History of languages: automatic programming

Where did modern languages come from? How did they evolve?

For many, they believe Fortran was the first language, but it did not evolve out of the ether.

Heinz Rutishauser, in his manuscript Description of ALGOL 60 (Springer Verlag, 1967) made the following statement which sums up the early years of programming machines, before the advent of programming languages as we know them today.

In the early days of automatic computing, programming was considered some kind of art, since, indeed, special skill was required to describe the entire computation in advance in a rather queer notation. With the advent of fast computers, however, the need for writing a program for every problem very soon became a nightmare and left no room for artistic feelings.

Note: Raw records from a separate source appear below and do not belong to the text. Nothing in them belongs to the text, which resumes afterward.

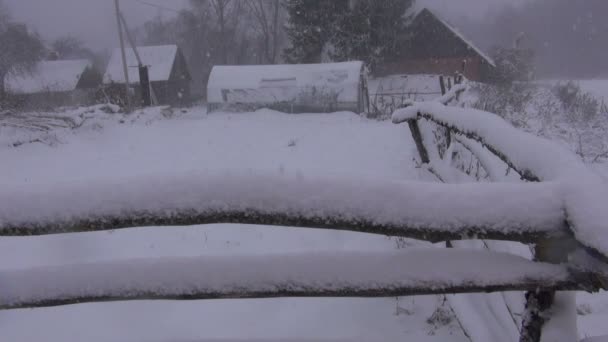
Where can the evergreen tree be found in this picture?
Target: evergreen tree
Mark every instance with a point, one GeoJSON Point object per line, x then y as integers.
{"type": "Point", "coordinates": [311, 25]}
{"type": "Point", "coordinates": [372, 31]}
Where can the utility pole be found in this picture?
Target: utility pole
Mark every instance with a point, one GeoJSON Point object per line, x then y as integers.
{"type": "Point", "coordinates": [147, 92]}
{"type": "Point", "coordinates": [123, 55]}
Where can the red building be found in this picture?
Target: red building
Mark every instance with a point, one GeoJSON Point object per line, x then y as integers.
{"type": "Point", "coordinates": [438, 48]}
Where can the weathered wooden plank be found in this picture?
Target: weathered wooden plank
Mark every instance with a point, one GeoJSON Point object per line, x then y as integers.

It was very likely that the inherent increase in program complexity and size made writing them by hand in machine code perplexing. Was there a notation somewhere between machine code, and the mathematical notation used to represent what was to be done? The answer was yes, and it was in the form of automatic programming. This was started by M.V.Wilkes (UK), and G.Hopper (USA), around 1950. These automatic programming systems were classified into three different forms:

  1. External machine code – instructions appear as a mnemonic operation symbol, and a decimal address.
  2. Assembly languages – operation symbols, use of algebraic symbols to represent operand addresses, and jump destinations.
  3. Algorithmic languages – standard mathematical notation for describing arithmetic operations, and dynamic elements for describing the flow of a computation.

The usability of each of these methods was reduced by how easy it was to translate them to machine code. External machine code was simple, assembly languages required the allocation of addresses which complicated matters, and algorithmic languages were extremely complicated.